Pour la désignation du représentant syndical au Comité social et économique (CSE), la loi distingue selon que l’effectif est inférieur ou égal à 300 salariés.
Ainsi, dans les entreprises dont l’effectif est au moins égal à 300 salariés, les organisations syndicales représentatives peuvent désigner un représentant syndical au CSE, distinct du délégué syndical (C. trav., art. L. 2314-2).
En revanche, dans les entreprises dont l’effectif est inférieur à 300 salariés et dans les établissements appartenant à ces entreprises, le délégué syndical est, de droit, représentant syndical au CSE (C. trav., art.
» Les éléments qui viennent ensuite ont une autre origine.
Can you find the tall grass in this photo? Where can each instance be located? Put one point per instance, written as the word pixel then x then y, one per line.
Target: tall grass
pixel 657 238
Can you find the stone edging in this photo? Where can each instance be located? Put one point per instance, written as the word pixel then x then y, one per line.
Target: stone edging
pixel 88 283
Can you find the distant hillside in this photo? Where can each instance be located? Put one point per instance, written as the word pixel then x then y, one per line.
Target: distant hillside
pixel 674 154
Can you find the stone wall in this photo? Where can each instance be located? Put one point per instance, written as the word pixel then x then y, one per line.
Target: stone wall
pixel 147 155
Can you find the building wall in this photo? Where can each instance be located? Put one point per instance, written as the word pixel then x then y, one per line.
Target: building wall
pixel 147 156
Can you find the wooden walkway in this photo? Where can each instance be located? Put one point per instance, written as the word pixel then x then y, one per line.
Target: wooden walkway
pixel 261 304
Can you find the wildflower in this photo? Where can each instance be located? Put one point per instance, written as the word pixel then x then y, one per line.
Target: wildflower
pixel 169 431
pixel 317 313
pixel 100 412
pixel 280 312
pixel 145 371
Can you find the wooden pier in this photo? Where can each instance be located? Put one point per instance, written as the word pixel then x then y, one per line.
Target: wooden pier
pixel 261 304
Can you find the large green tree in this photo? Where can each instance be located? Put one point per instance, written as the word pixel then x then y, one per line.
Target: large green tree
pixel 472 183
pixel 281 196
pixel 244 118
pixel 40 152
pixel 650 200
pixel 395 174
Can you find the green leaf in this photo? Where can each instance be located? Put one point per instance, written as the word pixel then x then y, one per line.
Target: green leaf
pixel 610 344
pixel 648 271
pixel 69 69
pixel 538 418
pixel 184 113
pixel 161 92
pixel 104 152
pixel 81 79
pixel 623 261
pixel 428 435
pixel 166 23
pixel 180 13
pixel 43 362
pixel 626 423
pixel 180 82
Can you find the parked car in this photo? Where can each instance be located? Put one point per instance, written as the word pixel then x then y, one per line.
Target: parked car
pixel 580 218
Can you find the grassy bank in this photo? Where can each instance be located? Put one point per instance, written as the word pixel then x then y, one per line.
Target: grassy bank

L. 2143-22).
Dans un arrêt du 4 mars 2026, la Cour de cassation était interrogée sur la question de savoir si, dans un établissement distinct de moins de 300 salariés appartenant à une entreprise de plus de 300 salariés, le représentant syndical pouvait être distinct du délégué syndical.
Dans cette affaire, l’employeur soutenait que puisque l’établissement comptait moins de 300 salariés, le syndicat ne pouvait désigner qu’un délégué syndical comme représentant syndical au CSE.
La Cour de cassation rejette les arguments de l’employeur et juge que « le délégué syndical n’est de droit représentant syndical au comité social et économique que dans les entreprises de moins de trois cents salariés et dans les établissements appartenant à ces entreprises » (Cass. soc., 4 mars 2026, n°25-17.467).
En conséquence, dans un établissement de moins de 300 salariés appartenant à une entreprise de plus de 300 salariés, le syndicat pouvait désigner un représentant syndical au CSE distinct du délégué syndical.
La même solution avait été retenue à propos du représentant syndical au comité d’entreprise (Cass. soc., 29 juin 2011, n°10-18.689).